Dans un acte fort, l’essayiste et théologienne Asma Lamrabet est apparue sans voile dans un cliché publié sur Facebook. Une réaction contre un système de pouvoir qui instrumentalise encore la femme et son corps et un positionnement hors du champ des normes sociales.
La conjoncture politique de la société française est scandée, actuellement, par le questionnement des propositions de régulation institutionnelle et/ou législative du port du voile, et par la réfutation presque défensive des courants qui s’en réclament.
Au Maroc, le médecin et essayiste Asma Lamrabet a crée l’événement, ce dimanche 20 octobre. Sur un cliché posté sur son compte Facebook, elle apparaît, pour la première fois, sans voile. Pour expliquer sa démarche, elle déclare que la véritable libération, c’est «être libre de toute aliénation, de toutes les idéologies hégémoniques» et de refuser d’obéir à des principes éculés, longtemps inscrits dans la «nature des choses.» Énoncé publiquement, le choix symbolique de retirer le voile s’inscrit pour Asma Lamrabet comme un contournement des solitudes et des assujettissements du contexte moral social.
De fait, Asma Lamrabet s’est attelée, dans ses différents travaux, aux dimensions, sociales et symboliques, conférées au corps féminin et la légitimation historique de certaines moralités. Pour elle, cet attribut vestimentaire est lourdement connoté, considéré comme un marqueur ethnique, spirituel et communautaire dans certains lieux et, dans d’autres, comme un symbole de prosélytisme religieux.
Le voilement du corps de la femme dans une société complexe est toujours corrélé à la sexualité et à la circulation des fantasmes, affirme Mme Lamrabet dans ses écrits, précisant que le mode d’énonciation du statut féminin, le forgeage de son identité sociale et psychique, l’assertion de son esthétique et de la désirabilité de son corps, ne constituent, en définitive, que les éléments d’une pratique de domination qui doit cesser.

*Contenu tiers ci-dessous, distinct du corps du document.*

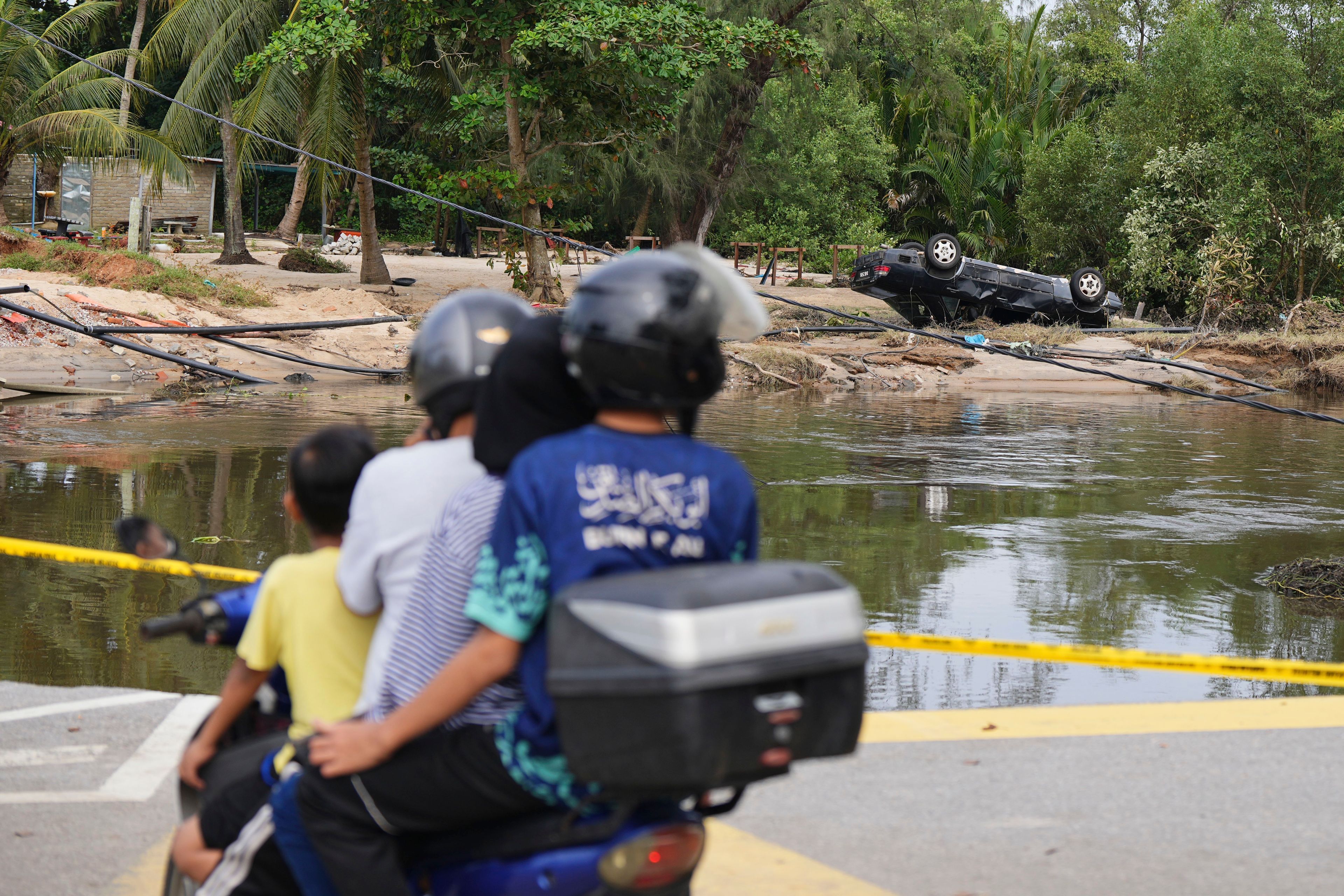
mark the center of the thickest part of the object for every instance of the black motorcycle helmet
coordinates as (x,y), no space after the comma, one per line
(644,331)
(457,343)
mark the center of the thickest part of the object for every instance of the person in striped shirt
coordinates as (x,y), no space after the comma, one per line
(527,396)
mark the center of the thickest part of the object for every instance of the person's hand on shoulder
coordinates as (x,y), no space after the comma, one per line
(349,747)
(200,751)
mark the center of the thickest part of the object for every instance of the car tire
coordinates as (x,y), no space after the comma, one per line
(1088,288)
(943,252)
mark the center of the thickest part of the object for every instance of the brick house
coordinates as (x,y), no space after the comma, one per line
(99,195)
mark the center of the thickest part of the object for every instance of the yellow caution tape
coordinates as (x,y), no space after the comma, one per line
(1292,671)
(70,554)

La féministe marocaine a indiqué dans ses différentes interventions que le port du voile dans la tradition des sociétés musulmanes n’est pas spécifié de façon explicite dans l’exégèse du Coran, que cette pratique, s’est souvent justifiée, aux plans social et anthropologique, par des principes de pouvoir et d’assujettissement des femmes. Lamrabet cherche à transcender l’interdit, à libérer les apparences, à réinterpréter le passé mythique des premiers temps de l’islam, à inventer une nouvelle symbolique qui se construira autour d’une éthique plus souple du vêtement.
Pour le sens commun, le voile (du latin velum) désigne une étoffe qui sert à couvrir la tête et le visage des femmes. Et, par analogie, une pièce qui sert à dissimuler une partie du corps. Dans son sens figuré, le voile désigne ce qui nous dérobe au soir, ce qui empêche la « préhension » ou l’appréhension d’un concept, d’une théorie, d’une pensée. Au-delà du vêtement, c’est le statut social de la femme qui compte.
Asma Lamrabet questionne le paradoxe qui fait du voile, objet intégré dans les rapports de domination et « quelques fois, objet d’affirmation féminine ». Elle rejette la démission de l’individualité sous le poids des contraintes sociales et réclame une nouvelle manière de se libérer.